Try three heaps; try prioritorized sweeping; try comparing approaches to alpha, gamma, action-selection procedures, ways of implementing the "opponent, etc. Try extending to 3-Heap Nim. Something fun.
Might also try to analyze what happens when you try random opponents versus co-adaptive ones. Advantages? Disadvantages?
There are several versions of Nim. This version is called 1-Heap Nim and it goes like this:
- Put N sticks in a pile (called a "heap")
- Players take turns taking 1, 2, or 3 sticks out of the heap.
- Whoever has to take out the last stick loses.
The Q-learner will build a Q-table solely through playing itself over and over again. The table will tell it, ultimately, how smart it is to do a given move (take 1, 2, or 3 sticks) in a given state (number of sticks taken out so far). Q values will all start at 0.
I define the actions as follows:
Action 0: take 1 stick out Action 1: take 2 sticks out Action 2: take 3 sticks out
Thus the action number is exactly 1- the number of sticks to take out. Keep this in mind -- the Q table will store Q values by action number, NOT by sticks taken out.

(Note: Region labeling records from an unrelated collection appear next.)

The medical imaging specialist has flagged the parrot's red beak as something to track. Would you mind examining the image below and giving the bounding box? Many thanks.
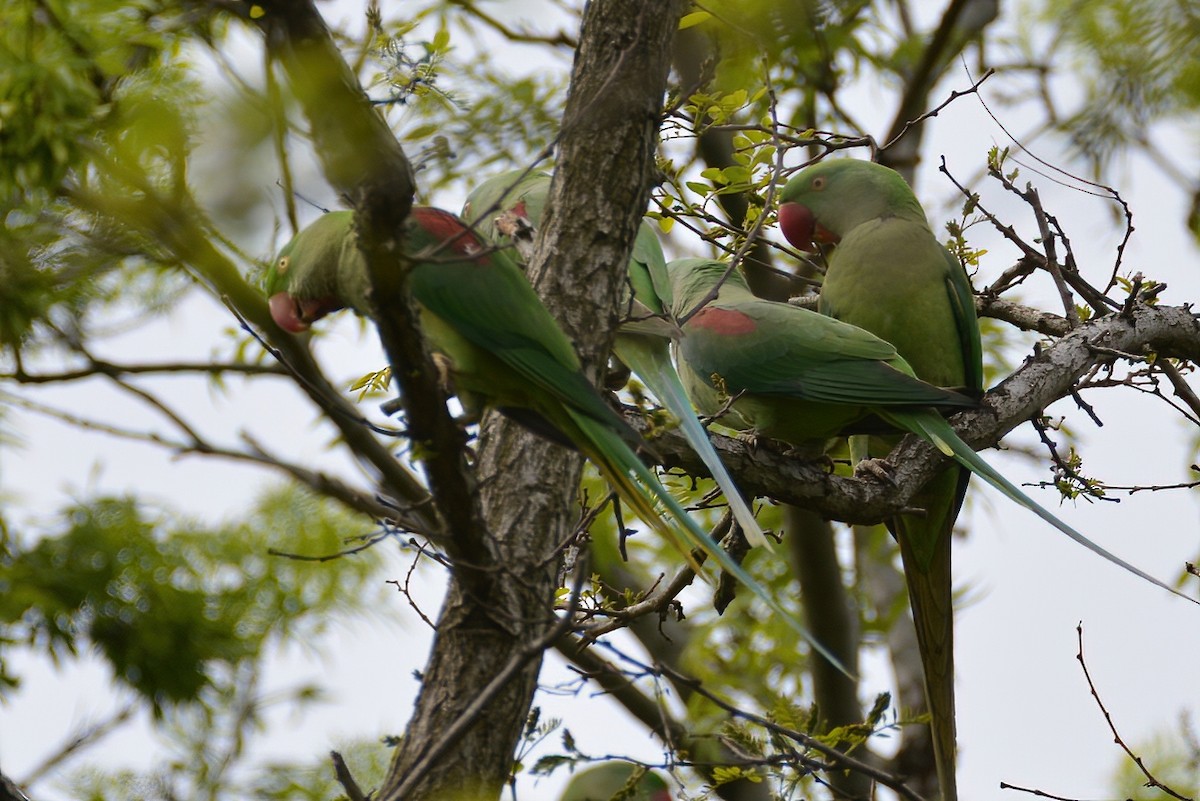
[266,293,308,333]
[266,293,342,333]
[779,203,838,252]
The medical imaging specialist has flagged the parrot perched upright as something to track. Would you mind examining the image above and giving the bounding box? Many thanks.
[462,170,770,548]
[559,761,671,801]
[779,158,983,801]
[265,206,845,669]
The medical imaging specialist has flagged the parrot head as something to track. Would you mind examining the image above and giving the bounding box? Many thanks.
[779,158,925,251]
[265,206,487,333]
[264,211,354,333]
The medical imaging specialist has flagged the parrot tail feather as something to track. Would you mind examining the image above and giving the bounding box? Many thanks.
[881,410,1200,604]
[570,411,857,681]
[617,341,774,550]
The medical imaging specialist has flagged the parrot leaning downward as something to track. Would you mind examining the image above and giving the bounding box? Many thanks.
[265,206,845,670]
[462,170,770,549]
[667,259,1196,800]
[779,158,983,801]
[667,259,1200,603]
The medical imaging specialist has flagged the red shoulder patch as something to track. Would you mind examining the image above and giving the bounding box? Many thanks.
[688,306,758,336]
[412,206,484,255]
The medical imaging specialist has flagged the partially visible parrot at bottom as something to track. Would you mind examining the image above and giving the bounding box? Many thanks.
[559,761,671,801]
[462,169,770,549]
[265,206,845,669]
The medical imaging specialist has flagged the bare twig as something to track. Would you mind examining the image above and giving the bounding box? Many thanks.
[656,664,924,801]
[1075,622,1193,801]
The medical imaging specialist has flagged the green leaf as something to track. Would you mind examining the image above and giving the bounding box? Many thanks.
[679,11,713,30]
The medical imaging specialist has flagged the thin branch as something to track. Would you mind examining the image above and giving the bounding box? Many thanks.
[0,359,288,384]
[1075,622,1193,801]
[656,664,925,801]
[329,751,367,801]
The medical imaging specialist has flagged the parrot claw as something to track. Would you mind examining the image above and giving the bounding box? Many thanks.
[733,430,763,451]
[854,459,896,487]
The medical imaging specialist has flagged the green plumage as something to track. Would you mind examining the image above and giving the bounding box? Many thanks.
[462,170,770,548]
[667,259,1195,753]
[668,259,974,453]
[780,159,983,801]
[266,207,854,667]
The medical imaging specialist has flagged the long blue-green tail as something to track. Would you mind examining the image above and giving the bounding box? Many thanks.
[568,409,857,680]
[613,336,770,550]
[877,409,1200,604]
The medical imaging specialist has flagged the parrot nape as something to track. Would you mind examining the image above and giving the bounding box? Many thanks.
[667,259,1200,603]
[559,761,671,801]
[462,170,770,549]
[779,158,983,801]
[667,259,1196,801]
[265,206,845,671]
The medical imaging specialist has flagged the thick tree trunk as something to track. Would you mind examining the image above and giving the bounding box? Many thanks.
[379,0,682,801]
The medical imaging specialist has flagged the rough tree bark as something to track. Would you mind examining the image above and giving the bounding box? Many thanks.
[379,0,696,800]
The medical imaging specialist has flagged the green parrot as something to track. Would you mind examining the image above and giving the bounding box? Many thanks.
[560,761,671,801]
[462,170,770,549]
[667,250,1196,800]
[779,158,983,801]
[667,259,1200,594]
[265,206,845,670]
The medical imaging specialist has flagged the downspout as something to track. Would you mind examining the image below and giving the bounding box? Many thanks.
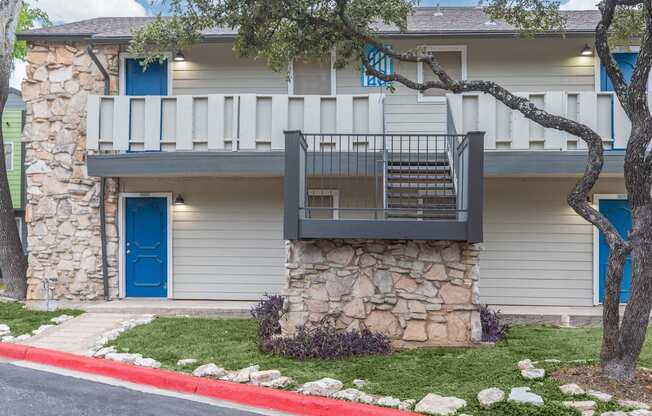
[86,44,111,300]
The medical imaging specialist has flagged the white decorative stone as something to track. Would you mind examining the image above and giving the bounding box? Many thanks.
[414,393,466,416]
[618,400,650,410]
[332,389,374,404]
[104,352,143,364]
[192,363,226,378]
[233,365,260,383]
[50,315,74,325]
[376,396,401,409]
[586,390,613,402]
[562,400,595,412]
[177,358,197,367]
[559,383,585,396]
[93,346,118,358]
[260,376,293,389]
[300,378,343,397]
[507,387,543,406]
[521,368,546,380]
[249,370,281,384]
[134,358,161,368]
[478,387,505,407]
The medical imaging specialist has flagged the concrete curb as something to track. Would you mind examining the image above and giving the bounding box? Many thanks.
[0,343,416,416]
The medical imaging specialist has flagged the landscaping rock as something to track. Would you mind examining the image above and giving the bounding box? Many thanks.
[376,396,401,409]
[521,368,546,380]
[517,359,534,370]
[618,400,650,410]
[260,376,294,389]
[233,365,260,383]
[559,383,585,396]
[562,400,595,412]
[332,389,374,404]
[93,346,118,358]
[478,387,505,407]
[192,363,226,378]
[50,315,74,325]
[177,358,197,367]
[104,352,143,364]
[507,387,543,406]
[134,358,161,368]
[249,370,281,384]
[398,399,417,412]
[414,393,466,416]
[586,390,613,402]
[300,378,343,397]
[353,378,369,389]
[32,325,54,335]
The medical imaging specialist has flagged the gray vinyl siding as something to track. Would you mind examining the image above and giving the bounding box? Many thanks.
[121,178,285,300]
[172,43,288,95]
[480,178,625,306]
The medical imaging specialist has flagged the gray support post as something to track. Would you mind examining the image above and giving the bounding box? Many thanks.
[466,131,484,243]
[283,131,305,240]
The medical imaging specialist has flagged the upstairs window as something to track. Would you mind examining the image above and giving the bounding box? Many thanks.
[360,45,394,87]
[417,45,466,102]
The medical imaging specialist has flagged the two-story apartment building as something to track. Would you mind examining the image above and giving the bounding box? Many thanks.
[19,8,636,338]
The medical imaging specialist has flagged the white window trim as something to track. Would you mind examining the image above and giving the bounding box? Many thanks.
[3,142,16,172]
[288,49,337,96]
[308,189,340,220]
[593,194,627,306]
[417,45,468,103]
[118,192,174,299]
[118,52,174,95]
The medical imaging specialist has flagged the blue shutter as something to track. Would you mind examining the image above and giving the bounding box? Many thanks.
[360,45,394,87]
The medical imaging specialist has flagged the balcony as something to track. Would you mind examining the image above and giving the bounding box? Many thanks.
[447,91,631,151]
[284,131,484,242]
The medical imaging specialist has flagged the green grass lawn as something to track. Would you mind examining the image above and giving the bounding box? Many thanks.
[115,318,652,415]
[0,301,83,336]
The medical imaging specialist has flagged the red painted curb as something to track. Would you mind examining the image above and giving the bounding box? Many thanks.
[0,343,416,416]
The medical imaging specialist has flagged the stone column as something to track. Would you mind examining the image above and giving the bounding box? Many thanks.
[22,43,119,300]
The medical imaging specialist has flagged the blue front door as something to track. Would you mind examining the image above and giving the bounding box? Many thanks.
[598,199,632,303]
[125,59,168,95]
[600,52,638,91]
[125,198,168,298]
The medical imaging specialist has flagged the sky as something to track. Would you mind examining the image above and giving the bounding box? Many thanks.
[11,0,598,89]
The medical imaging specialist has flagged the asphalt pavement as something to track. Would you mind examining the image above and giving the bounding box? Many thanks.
[0,362,278,416]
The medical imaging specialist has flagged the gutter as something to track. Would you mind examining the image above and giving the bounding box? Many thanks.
[86,43,111,301]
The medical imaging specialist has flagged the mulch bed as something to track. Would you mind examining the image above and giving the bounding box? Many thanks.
[553,367,652,403]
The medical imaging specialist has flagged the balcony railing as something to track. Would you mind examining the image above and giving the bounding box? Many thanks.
[447,91,631,150]
[87,94,384,153]
[285,131,484,241]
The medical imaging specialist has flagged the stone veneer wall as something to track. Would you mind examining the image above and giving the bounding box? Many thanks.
[22,43,119,300]
[282,240,482,347]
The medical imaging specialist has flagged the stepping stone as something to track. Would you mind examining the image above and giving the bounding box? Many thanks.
[478,387,505,407]
[559,383,585,396]
[414,393,466,416]
[507,387,543,406]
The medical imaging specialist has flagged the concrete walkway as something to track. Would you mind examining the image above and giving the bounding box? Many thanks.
[23,313,142,355]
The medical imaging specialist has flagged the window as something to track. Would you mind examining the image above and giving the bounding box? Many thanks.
[360,45,394,87]
[5,143,14,170]
[308,189,340,220]
[417,45,466,102]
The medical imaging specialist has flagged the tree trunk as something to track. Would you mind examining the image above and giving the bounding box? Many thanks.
[0,0,27,299]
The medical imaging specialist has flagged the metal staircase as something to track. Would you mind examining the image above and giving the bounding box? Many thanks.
[385,156,457,220]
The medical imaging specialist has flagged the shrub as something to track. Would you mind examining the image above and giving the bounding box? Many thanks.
[480,305,509,342]
[251,295,284,345]
[251,295,391,360]
[265,326,391,360]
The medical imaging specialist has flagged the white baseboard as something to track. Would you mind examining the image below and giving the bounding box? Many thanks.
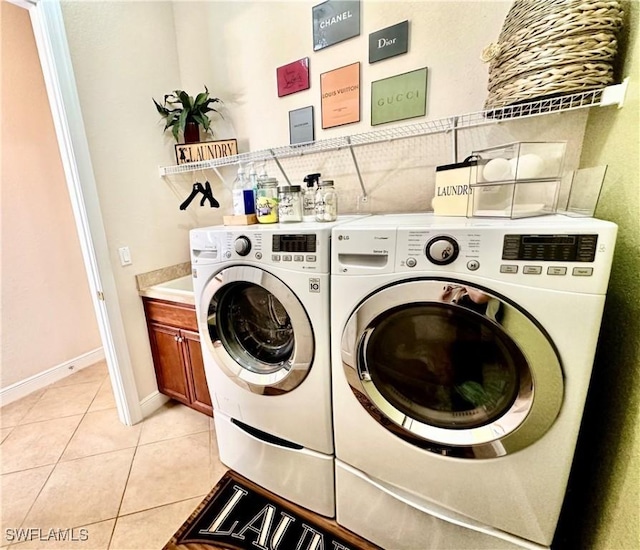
[0,348,104,407]
[140,391,169,418]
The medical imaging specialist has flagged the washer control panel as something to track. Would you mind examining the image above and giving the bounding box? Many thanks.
[425,235,460,265]
[220,230,329,272]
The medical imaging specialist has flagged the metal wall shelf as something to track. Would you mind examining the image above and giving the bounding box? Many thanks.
[159,78,629,192]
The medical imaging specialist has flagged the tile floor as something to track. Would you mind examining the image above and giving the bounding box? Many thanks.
[0,362,226,550]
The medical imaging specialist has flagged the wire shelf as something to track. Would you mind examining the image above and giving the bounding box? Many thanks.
[160,83,628,176]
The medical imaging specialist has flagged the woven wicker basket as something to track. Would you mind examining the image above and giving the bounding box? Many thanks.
[482,0,623,109]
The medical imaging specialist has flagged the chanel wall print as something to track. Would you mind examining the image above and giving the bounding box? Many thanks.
[276,57,309,97]
[371,67,427,126]
[313,0,360,51]
[369,21,409,63]
[320,62,360,128]
[289,105,315,145]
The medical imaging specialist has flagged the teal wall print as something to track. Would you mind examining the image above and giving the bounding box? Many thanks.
[371,67,427,126]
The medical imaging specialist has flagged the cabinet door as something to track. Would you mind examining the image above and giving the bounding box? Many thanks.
[180,330,213,416]
[149,323,190,405]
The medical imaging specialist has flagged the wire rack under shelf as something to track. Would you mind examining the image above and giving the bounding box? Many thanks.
[159,78,628,176]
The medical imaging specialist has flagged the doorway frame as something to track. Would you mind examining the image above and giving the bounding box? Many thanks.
[8,0,143,426]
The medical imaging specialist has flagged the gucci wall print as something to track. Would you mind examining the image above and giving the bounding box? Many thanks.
[371,67,427,126]
[369,21,409,63]
[313,0,360,52]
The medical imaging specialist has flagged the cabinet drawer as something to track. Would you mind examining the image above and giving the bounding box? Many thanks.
[143,298,198,331]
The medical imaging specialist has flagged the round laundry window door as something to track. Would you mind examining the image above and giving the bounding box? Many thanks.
[205,266,314,395]
[342,280,563,458]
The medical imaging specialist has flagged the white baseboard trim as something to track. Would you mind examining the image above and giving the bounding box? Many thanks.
[140,391,169,418]
[0,347,104,407]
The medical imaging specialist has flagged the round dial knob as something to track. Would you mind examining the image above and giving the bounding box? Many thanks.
[233,237,251,256]
[425,235,460,265]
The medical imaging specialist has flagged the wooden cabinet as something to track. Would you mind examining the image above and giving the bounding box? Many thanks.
[142,297,213,416]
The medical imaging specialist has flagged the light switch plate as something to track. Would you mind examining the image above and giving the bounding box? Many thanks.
[118,246,132,266]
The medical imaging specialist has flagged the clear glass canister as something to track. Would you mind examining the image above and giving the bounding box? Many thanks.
[316,180,338,222]
[256,178,278,223]
[278,185,302,223]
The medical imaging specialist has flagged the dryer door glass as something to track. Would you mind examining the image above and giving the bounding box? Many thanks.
[204,266,314,395]
[342,279,563,458]
[362,302,528,429]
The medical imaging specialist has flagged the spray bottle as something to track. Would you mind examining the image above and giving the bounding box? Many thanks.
[232,164,249,216]
[302,174,320,222]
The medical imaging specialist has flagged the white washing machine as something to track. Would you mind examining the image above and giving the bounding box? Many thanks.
[190,218,348,517]
[331,214,617,550]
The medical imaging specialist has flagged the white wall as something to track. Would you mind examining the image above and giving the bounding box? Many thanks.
[0,2,101,394]
[62,0,586,399]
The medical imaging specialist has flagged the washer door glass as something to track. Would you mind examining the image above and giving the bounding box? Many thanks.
[202,266,314,395]
[342,280,563,458]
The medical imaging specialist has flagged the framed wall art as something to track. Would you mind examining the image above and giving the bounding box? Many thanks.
[320,62,360,129]
[369,21,409,63]
[289,105,315,145]
[313,0,360,52]
[371,67,427,126]
[276,57,309,97]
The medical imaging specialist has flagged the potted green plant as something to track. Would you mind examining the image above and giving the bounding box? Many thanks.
[152,86,222,143]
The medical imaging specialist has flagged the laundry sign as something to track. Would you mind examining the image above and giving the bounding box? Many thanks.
[175,139,238,164]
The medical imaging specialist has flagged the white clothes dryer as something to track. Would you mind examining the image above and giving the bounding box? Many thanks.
[331,214,617,550]
[190,218,348,517]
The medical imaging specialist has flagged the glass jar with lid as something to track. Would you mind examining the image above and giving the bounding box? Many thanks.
[256,178,278,223]
[316,180,338,222]
[278,185,302,223]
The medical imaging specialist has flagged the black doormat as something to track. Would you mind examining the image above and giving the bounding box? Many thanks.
[163,471,381,550]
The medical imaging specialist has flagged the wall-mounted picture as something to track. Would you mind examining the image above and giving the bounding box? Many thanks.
[369,21,409,63]
[371,67,427,126]
[320,62,360,129]
[276,57,309,97]
[289,105,315,145]
[313,0,360,52]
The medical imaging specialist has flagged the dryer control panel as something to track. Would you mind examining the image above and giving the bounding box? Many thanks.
[331,214,617,293]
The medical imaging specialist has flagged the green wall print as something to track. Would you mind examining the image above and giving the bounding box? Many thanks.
[371,67,427,126]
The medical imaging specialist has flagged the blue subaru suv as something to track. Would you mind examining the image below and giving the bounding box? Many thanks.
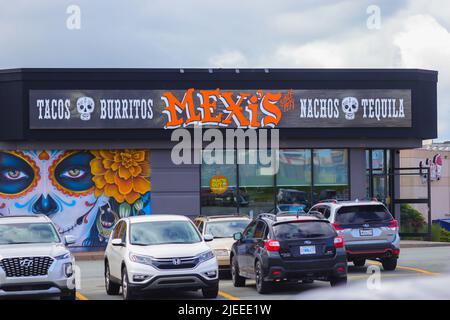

I define the states as follows:
State 0: no sticks removed from heap State 1: 1 stick removed from heap ... State N: N sticks removed from heap
You will probably find it useful for the number of states in the Q table to be, believe it or not, about 6 larger than the heap size. Thus there are some states at the high end of the table which represent, more or less, "negative heap sizes". Of course, you can never play a negative heap size; such q-values will stay 0.
The Q table will be a STATE x ACTION array. Some functions which should make it easy to use this array: NUM-STATES, NUM-ACTIONS, MAKE-Q-TABLE, MAX-Q, and MAX-ACTION.
The Q learner will learn by playing itself: the learner records the current state, makes a move, lets the opponent make a move, then notes the new resulting state. The action is the move the learner made. Now we have s, a, and s'. Note that s' is the state AFTER the opponent made his move.
After the Q learner has learned the game, then you can play the learner and see how well it does.
Q-LEARNER (the Q update function) LEARN-NIM (the learning algorithm, tweaked for Nim -- the longest function) PLAY-NIM (lets you play against the learned Q table) BEST-ACTIONS (prints out the best actions believed so far)
You can get an idea for how well these settings perform by seeing what's usually the smallest number of iterations necessary before BEST-ACTIONS starts reporting the correct actions.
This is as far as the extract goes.